Bir saray, yüzer kapalı kapıları var.
Bir tek kapı açılmasıyla, o saraya girilebilir, öteki kapılar da açılır.
Eğer bütün kapılar açık olsa, bir iki tanesi kapansa, o saraya girilemeyeceği söylenemez.
İşte hakaik-i imaniye o saraydır.
Herbir delil, bir anahtardır, isbat ediyor, kapıyı açıyor.
Bir tek kapının kapalı kalmasıyla o hakaik-i imaniyeden vazgeçilmez ve inkâr edilemez.
Şeytan ise, bazı esbaba binaen, ya gaflet veya cehalet vasıtasıyla kapalı kalmış olan bir kapıyı gösterir; isbat edici bütün delilleri nazardan ıskat ediyor.

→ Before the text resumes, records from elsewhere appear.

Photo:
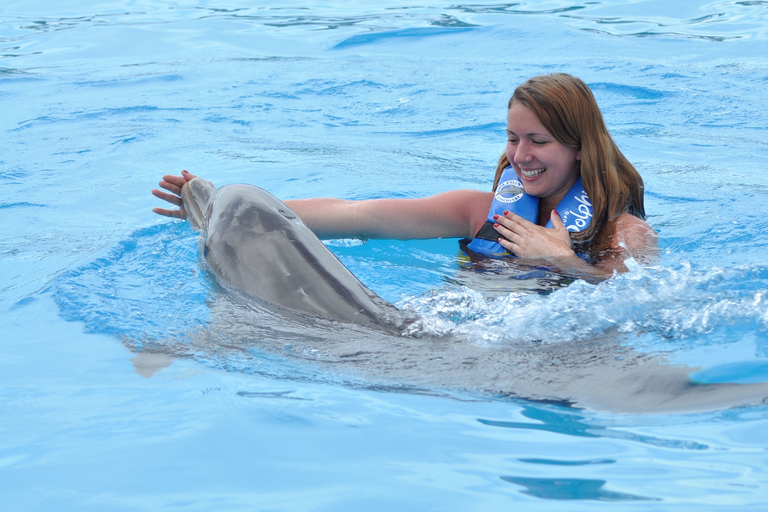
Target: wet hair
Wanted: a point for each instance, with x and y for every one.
(567, 108)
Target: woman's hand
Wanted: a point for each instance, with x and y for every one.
(527, 240)
(173, 184)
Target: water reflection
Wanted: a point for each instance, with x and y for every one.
(575, 423)
(571, 489)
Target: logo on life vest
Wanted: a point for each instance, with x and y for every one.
(509, 191)
(578, 218)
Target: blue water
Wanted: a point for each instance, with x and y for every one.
(357, 99)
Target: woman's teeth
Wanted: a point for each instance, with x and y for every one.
(532, 173)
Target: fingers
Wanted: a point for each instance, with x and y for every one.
(173, 184)
(173, 199)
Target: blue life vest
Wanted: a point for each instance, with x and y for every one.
(575, 211)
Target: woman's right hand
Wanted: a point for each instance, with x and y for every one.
(173, 184)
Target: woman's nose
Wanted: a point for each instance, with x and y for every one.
(522, 153)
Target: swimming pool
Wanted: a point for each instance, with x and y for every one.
(345, 99)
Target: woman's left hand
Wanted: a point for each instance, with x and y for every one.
(531, 241)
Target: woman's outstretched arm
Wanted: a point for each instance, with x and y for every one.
(453, 214)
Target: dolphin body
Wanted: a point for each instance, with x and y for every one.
(254, 242)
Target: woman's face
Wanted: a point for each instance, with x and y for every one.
(546, 167)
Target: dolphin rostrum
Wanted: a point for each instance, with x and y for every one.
(254, 242)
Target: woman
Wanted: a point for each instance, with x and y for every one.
(557, 147)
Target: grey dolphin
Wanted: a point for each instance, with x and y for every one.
(254, 242)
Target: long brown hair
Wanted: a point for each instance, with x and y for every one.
(566, 107)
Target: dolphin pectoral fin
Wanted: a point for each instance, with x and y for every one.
(147, 364)
(197, 195)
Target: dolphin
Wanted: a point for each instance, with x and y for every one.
(254, 242)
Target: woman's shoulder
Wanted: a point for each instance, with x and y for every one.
(636, 236)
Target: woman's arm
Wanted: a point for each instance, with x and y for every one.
(631, 237)
(454, 214)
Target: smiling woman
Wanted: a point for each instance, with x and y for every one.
(553, 120)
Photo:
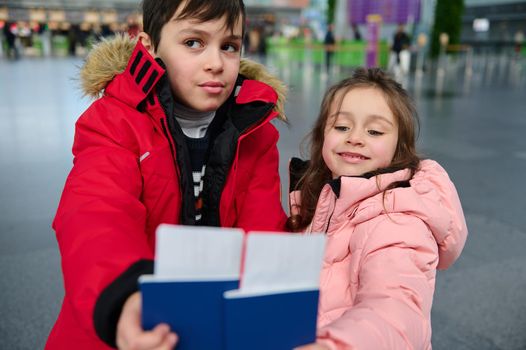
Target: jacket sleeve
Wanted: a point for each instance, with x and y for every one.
(260, 207)
(432, 183)
(100, 222)
(392, 306)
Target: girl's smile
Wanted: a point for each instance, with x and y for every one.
(362, 135)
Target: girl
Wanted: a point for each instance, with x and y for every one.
(391, 219)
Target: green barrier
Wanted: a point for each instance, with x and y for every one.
(347, 53)
(59, 45)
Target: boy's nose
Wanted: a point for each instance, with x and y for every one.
(214, 61)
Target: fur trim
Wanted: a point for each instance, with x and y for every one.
(109, 57)
(106, 59)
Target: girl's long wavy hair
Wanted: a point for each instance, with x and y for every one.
(318, 174)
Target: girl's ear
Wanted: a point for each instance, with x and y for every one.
(146, 41)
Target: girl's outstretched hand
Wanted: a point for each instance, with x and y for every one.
(313, 346)
(130, 334)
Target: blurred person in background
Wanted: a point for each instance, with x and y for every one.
(329, 43)
(10, 39)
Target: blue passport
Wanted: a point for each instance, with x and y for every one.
(194, 310)
(280, 321)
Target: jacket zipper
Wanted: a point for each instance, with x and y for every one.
(171, 142)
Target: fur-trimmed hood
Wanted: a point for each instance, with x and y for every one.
(109, 57)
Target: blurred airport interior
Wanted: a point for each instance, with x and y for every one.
(470, 95)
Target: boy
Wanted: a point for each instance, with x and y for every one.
(177, 137)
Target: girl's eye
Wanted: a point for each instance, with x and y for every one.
(230, 48)
(193, 44)
(375, 132)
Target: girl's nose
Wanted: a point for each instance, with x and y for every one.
(355, 137)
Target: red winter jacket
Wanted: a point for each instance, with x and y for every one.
(126, 180)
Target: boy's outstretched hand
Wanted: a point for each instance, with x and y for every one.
(130, 334)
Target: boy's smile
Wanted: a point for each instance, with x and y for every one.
(361, 136)
(201, 58)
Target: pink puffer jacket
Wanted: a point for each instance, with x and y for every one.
(378, 275)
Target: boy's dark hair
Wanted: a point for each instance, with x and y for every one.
(156, 13)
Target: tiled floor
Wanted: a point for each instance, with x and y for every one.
(475, 127)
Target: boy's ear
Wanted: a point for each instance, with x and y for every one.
(147, 42)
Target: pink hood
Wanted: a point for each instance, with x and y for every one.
(432, 197)
(382, 252)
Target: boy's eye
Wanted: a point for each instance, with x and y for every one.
(375, 132)
(230, 48)
(193, 44)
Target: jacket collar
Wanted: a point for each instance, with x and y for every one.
(123, 68)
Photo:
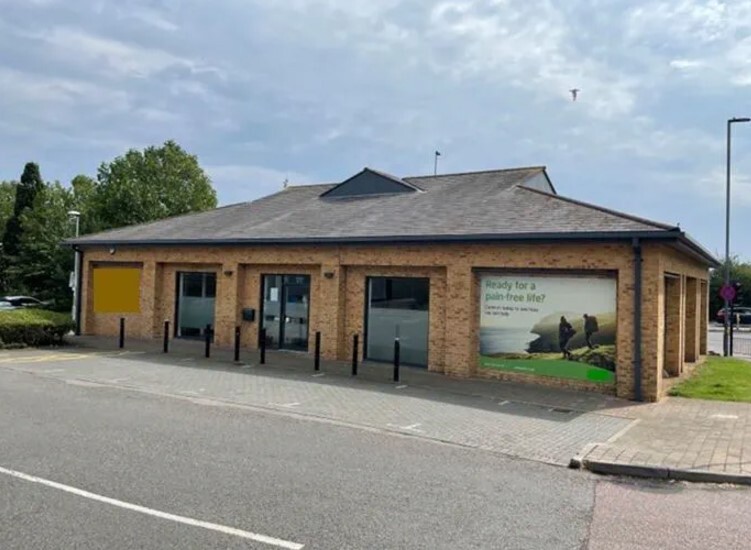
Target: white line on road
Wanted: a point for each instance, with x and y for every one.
(272, 541)
(410, 428)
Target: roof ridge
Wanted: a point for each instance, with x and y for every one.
(496, 170)
(392, 177)
(176, 216)
(599, 208)
(291, 185)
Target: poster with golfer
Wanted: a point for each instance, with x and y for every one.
(549, 325)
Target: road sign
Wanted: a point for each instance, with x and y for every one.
(727, 292)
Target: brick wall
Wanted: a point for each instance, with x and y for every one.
(337, 302)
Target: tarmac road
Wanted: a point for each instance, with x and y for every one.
(119, 469)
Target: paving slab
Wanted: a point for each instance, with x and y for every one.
(547, 426)
(684, 439)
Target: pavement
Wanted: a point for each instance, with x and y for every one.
(94, 465)
(515, 420)
(692, 440)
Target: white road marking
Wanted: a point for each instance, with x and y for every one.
(271, 541)
(410, 428)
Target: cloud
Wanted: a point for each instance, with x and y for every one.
(110, 56)
(149, 17)
(687, 64)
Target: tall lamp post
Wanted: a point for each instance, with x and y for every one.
(76, 216)
(726, 317)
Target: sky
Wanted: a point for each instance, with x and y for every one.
(314, 90)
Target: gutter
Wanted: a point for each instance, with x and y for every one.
(637, 319)
(692, 247)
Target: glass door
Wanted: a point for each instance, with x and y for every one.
(286, 305)
(196, 294)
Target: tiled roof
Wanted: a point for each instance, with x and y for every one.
(492, 203)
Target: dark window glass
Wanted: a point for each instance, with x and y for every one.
(193, 285)
(210, 285)
(400, 293)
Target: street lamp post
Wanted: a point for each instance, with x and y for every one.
(726, 317)
(75, 215)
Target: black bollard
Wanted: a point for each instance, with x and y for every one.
(208, 341)
(355, 340)
(237, 344)
(396, 359)
(317, 360)
(263, 346)
(166, 337)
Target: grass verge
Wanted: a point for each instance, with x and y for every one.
(33, 327)
(720, 378)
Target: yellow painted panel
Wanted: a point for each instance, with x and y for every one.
(117, 290)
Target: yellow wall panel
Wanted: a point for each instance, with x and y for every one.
(117, 290)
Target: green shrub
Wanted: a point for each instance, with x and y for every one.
(33, 327)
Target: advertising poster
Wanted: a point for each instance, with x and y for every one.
(562, 326)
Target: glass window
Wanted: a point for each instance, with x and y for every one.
(398, 307)
(210, 285)
(196, 304)
(193, 284)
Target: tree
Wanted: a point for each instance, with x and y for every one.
(31, 184)
(84, 195)
(43, 265)
(148, 185)
(7, 199)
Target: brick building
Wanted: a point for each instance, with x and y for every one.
(486, 274)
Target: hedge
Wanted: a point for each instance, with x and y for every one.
(33, 327)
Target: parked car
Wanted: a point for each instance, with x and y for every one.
(26, 301)
(742, 315)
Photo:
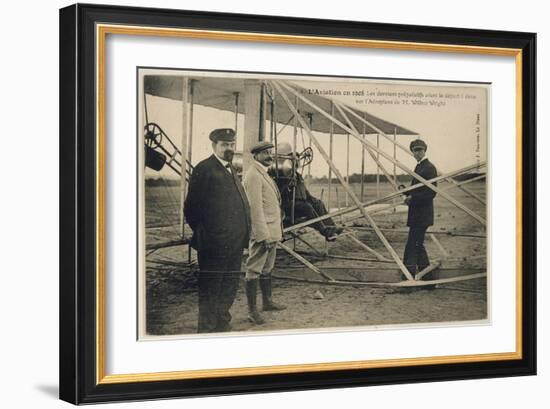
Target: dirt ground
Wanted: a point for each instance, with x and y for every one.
(171, 298)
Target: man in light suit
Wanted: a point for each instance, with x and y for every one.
(217, 210)
(266, 230)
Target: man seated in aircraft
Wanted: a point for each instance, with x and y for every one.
(306, 206)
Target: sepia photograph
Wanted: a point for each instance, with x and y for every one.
(276, 202)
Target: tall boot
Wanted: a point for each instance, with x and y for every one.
(251, 291)
(267, 302)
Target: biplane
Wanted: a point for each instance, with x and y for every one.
(271, 105)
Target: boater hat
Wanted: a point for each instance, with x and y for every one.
(284, 148)
(418, 143)
(261, 146)
(222, 134)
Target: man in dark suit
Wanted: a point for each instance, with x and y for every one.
(421, 210)
(217, 211)
(306, 206)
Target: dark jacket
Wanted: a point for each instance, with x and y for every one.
(421, 208)
(217, 209)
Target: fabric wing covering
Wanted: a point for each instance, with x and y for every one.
(220, 93)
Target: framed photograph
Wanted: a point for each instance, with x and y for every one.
(257, 203)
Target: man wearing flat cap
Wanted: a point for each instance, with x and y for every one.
(421, 210)
(217, 211)
(266, 231)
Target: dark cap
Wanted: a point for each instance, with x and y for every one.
(418, 143)
(261, 146)
(222, 134)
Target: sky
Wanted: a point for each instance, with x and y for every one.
(451, 118)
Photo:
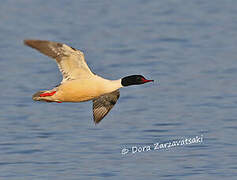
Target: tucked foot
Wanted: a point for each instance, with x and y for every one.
(47, 94)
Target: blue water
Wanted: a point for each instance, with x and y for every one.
(187, 47)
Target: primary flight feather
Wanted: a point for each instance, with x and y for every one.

"İşte, bu saraya girilmez, belki saray değildir, içinde birşey yoktur." der kandırır.
İşte ey şeytanın desiselerine mübtela olan bîçare insan!
Hayat-ı diniye, hayat-ı şahsiye ve hayat-ı içtimaiyenin selâmetini dilersen ve sıhhat-i fikir ve istikamet-i nazar ve selâmet-i kalb istersen; muhkemat-ı Kur'aniyenin mizanlarıyla ve Sünnet-i Seniyenin terazileriyle a'mal ve hatıratını tart ve Kur'anı ve Sünnet-i Seniyeyi daima rehber yap ve "
اَعُوذُ بِاللّٰهِ مِنَ الشَّيْطَانِ الرَّج۪يمِ
" de, Cenab-ı Hakk'a ilticada bulun.